[prev in list] [next in list] [prev in thread] [next in thread] 

List:       cyrus-devel
Subject:    The great TODO
From:       Bron Gondwana <brong () fastmail ! fm>
Date:       2015-03-11 7:25:56
Message-ID: 1426058756.2702307.238748661.6E0FA201 () webmail ! messagingengine ! com
[Download RAW message or body]

First of all, before getting into the "what we need to do for 3.0" I want to wax \
philosophical for a moment...

Shit goes wrong.  All sorts of amazing things.

* The computer can crash at literally any moment during any action and any codepath
* The OS can re-order writes to disk in just about any way
* fsync can lie (* we can't do anything about this one)
* disks can fill up
* a partition can have wrong permissions on it, both at startup and randomly while \
                things are running
* a partition can go missing / randomly be unmounted.
* the OS can randomly return a few bytes of zeros in the middle of your mmaped file:
  https://lkml.org/lkml/2008/6/17/9
* a multi-disk corruption can cause a random block of rubbish to appear within a file

Run a big enough set of servers for long enough, and you'll see all these things, \
whether due to admin error, or hardware failure...

Our job as developers of Cyrus IMAPd is to make sure that we cope with what we can, \
don't fail catastrophically, and make recovery as good as possible.

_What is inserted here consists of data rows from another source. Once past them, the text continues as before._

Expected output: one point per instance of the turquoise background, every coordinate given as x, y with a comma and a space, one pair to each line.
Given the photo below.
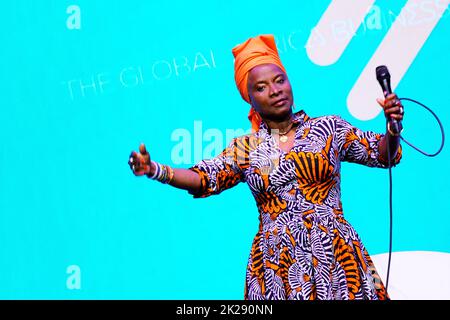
68, 197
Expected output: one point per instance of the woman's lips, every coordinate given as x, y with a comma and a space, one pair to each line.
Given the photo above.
280, 103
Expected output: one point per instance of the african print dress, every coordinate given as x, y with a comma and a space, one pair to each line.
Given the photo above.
304, 248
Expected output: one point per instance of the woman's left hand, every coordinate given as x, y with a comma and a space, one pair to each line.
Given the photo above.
392, 107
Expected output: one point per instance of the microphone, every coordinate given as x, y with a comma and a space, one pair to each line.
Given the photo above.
384, 79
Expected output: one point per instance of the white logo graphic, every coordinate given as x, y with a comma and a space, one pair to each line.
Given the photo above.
73, 21
398, 49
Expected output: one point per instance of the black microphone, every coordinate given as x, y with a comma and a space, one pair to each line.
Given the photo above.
384, 79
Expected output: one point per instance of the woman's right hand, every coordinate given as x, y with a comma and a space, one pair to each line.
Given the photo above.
140, 163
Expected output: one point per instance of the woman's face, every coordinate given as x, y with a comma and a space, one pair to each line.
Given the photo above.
270, 92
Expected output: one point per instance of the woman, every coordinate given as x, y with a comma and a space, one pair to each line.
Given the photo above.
304, 248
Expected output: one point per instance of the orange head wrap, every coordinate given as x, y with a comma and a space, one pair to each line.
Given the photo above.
247, 55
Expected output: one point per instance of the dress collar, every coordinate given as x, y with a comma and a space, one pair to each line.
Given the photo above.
299, 117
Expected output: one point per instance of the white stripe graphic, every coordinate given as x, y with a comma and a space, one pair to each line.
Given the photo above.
397, 51
335, 29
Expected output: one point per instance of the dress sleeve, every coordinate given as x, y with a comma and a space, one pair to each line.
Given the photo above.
360, 146
219, 173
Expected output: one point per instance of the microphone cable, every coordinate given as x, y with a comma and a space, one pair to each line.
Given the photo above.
390, 177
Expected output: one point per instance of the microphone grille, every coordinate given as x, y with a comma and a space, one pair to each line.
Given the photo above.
382, 72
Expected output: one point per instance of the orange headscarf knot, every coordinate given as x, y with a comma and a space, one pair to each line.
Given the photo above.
247, 55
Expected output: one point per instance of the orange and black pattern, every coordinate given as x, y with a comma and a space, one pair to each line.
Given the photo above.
304, 248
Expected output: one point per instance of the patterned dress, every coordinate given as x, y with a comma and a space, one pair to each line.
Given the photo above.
304, 248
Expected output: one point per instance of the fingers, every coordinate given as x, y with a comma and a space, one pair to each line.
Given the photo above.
392, 106
139, 162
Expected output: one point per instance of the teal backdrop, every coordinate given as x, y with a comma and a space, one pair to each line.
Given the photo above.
83, 83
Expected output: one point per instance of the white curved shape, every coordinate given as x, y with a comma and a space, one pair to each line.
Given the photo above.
397, 51
335, 29
416, 275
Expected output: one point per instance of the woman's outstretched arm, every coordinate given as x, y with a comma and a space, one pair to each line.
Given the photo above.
141, 164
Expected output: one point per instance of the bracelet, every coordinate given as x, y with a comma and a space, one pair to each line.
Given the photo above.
390, 131
162, 173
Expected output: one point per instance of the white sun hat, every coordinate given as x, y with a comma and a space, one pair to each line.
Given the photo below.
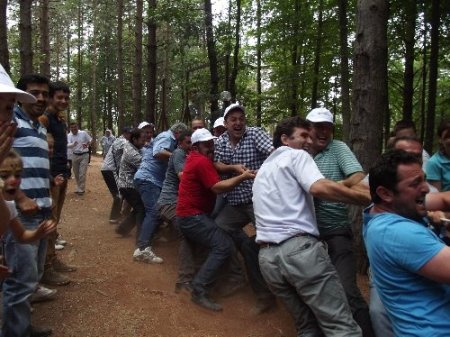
7, 87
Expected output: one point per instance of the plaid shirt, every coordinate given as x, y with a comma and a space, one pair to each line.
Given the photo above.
251, 151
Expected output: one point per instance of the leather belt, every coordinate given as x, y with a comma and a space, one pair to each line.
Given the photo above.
273, 244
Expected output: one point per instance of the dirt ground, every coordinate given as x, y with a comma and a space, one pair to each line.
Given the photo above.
111, 295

On the flip side, we don't want the admin to have to micro-manage everything.  As \
much as possible, we don't want the abstraction of a reliable mail store to leak:

http://www.joelonsoftware.com/articles/LeakyAbstractions.html

So what we want to do for Cyrus 3.0 falls into three main buckets:

1) make things more robust/scalable.  That's all these things above, handle them \
cleanly or provide the best possible recovery path. 2) make Cyrus easier to \
run/administrate.  Things in this bucket include the authentication system, backups, \
moving users between servers, replication, etc 3) new features and standards support. \
Things like object storage, external search engines, JMAP, sieve variables/date/etc.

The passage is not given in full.